Старик покачал головой:
– Пока, а не привет. Ты еще до заката помрешь.
Трой улыбнулся, пытаясь обратить слова в шутку:
– Ладно тебе, старик, еще накликаешь.
– Чего там кликать. Ты где сумки спер?
– Они мои.
– Плохо врешь, даже я не поверю. Такие сумки бывают у белых, а у ниггеров не бывают. Первый встречный белый сперва тебя пристрелит, а потом только спросит, где спер. Ты с Севера или как?
– С Севера.
– По говору вроде так. Так вот, парень, у нас тут Юг.

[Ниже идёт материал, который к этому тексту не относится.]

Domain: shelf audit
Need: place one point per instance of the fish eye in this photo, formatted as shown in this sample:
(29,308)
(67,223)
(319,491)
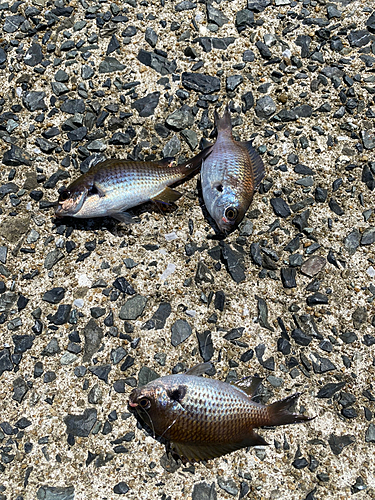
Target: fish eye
(231,213)
(64,195)
(144,403)
(178,394)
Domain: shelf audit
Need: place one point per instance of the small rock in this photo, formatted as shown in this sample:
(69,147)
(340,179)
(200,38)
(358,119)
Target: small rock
(133,308)
(312,266)
(181,330)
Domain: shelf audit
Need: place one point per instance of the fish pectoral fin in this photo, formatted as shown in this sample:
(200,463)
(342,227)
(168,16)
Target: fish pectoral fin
(168,195)
(199,369)
(248,385)
(126,218)
(197,452)
(256,162)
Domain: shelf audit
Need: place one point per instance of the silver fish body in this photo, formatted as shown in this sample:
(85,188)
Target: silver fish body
(112,187)
(229,176)
(204,418)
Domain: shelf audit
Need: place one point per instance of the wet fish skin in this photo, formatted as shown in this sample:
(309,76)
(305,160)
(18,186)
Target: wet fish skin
(229,176)
(112,187)
(204,418)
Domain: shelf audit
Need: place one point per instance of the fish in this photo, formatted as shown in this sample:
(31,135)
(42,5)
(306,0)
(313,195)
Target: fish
(202,418)
(229,176)
(112,187)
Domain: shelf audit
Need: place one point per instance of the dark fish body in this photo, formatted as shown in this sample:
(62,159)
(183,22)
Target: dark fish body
(204,418)
(229,176)
(112,187)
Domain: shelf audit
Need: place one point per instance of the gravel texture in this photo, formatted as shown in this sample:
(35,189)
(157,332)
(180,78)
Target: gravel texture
(90,309)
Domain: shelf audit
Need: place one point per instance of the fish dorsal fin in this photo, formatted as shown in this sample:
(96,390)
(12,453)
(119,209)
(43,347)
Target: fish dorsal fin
(199,369)
(168,195)
(126,218)
(256,162)
(166,162)
(248,385)
(197,452)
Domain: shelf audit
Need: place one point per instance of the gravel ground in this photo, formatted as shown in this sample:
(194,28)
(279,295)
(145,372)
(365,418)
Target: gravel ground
(89,309)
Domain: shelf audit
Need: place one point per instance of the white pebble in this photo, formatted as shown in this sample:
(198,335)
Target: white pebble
(170,269)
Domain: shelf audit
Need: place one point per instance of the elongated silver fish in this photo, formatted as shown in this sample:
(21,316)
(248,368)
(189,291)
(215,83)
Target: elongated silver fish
(229,176)
(204,418)
(112,187)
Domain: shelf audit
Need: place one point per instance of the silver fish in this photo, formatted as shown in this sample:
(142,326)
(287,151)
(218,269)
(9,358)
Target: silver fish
(229,176)
(203,418)
(112,187)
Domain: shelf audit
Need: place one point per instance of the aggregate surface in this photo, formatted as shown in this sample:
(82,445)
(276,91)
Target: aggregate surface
(90,309)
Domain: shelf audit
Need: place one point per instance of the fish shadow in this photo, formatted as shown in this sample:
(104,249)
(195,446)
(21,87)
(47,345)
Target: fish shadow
(111,224)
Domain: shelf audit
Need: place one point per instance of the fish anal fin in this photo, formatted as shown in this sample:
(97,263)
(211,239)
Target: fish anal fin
(168,195)
(248,385)
(199,369)
(126,218)
(256,162)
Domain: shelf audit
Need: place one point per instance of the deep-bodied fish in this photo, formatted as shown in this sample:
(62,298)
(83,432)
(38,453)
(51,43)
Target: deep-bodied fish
(112,187)
(203,418)
(229,176)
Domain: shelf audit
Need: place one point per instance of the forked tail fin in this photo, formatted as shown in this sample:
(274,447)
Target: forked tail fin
(279,415)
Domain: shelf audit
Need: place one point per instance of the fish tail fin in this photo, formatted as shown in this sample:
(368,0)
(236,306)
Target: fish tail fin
(280,415)
(224,122)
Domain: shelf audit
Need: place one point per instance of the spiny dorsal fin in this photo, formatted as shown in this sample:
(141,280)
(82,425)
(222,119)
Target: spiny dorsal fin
(168,195)
(256,162)
(199,369)
(248,385)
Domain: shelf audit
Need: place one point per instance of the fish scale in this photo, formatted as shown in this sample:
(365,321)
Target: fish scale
(203,418)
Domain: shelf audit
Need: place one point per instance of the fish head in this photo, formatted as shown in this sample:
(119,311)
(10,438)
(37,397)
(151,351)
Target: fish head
(158,403)
(228,210)
(71,200)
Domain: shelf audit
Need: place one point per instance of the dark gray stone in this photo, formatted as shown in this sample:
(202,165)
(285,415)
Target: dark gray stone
(206,347)
(338,443)
(203,274)
(121,488)
(157,62)
(146,105)
(216,16)
(151,37)
(55,493)
(5,361)
(20,389)
(159,318)
(181,330)
(110,65)
(203,491)
(180,118)
(198,82)
(265,107)
(280,207)
(146,375)
(368,236)
(34,101)
(234,262)
(263,313)
(81,425)
(93,335)
(101,371)
(351,242)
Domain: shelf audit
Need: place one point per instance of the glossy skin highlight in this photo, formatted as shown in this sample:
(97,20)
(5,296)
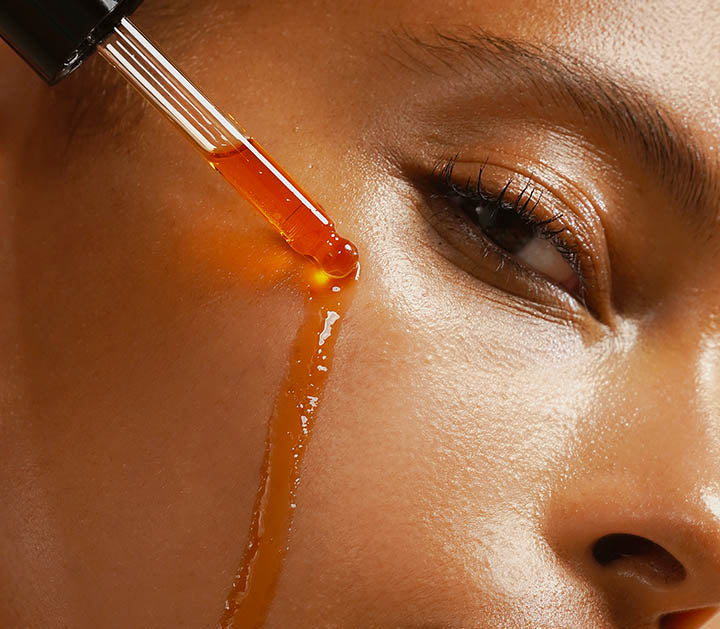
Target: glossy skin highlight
(480,431)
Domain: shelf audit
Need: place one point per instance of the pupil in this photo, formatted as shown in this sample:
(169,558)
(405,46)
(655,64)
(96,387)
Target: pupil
(504,227)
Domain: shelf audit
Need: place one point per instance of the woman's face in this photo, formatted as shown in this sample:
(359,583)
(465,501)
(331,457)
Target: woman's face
(489,418)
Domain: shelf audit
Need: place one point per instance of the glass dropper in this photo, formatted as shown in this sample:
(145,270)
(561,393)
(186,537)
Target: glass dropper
(239,158)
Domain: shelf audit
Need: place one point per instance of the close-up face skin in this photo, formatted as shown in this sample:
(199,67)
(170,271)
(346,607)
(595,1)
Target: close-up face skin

– В дом не позовешь? Похоже, мне тут надо кое-чему обучиться.
– Это уж точно! – Старик рассмеялся кудахтающим смехом. – Я глазам своим не поверил, когда ты вот так чапал по дороге. Мистур янки, тебе много чего надо понять. Ты не на Севере, и здесь ты всего лишь раб.
Эта спокойная констатация факта резанула Троя сильнее, чем угроза или оскорбление. Как-то вдруг остро пришло осознание, что негры сейчас в рабстве и что рабство узаконено. Этот вот всю свою жизнь провел в рабстве. Стала ясна одна простая вещь: либо Трой научится вести себя так, как этот старик, либо может считать себя мертвым.
Он чуть не упустил шанс. С дороги, по которой он шел, послышались голоса и стук копыт.
– Залазь! – прошипел старик. – Залазь – или ты уже покойник!
Трой не стал спорить. Он кувыркнулся в открытую дверь, подкатившись под стену. Стук копыт приблизился, а потом раздался голос:
– Эй, дядя, ты давно здесь сидишь?
– С рассвета, сар. Как рассвело, капитан, так я здесь.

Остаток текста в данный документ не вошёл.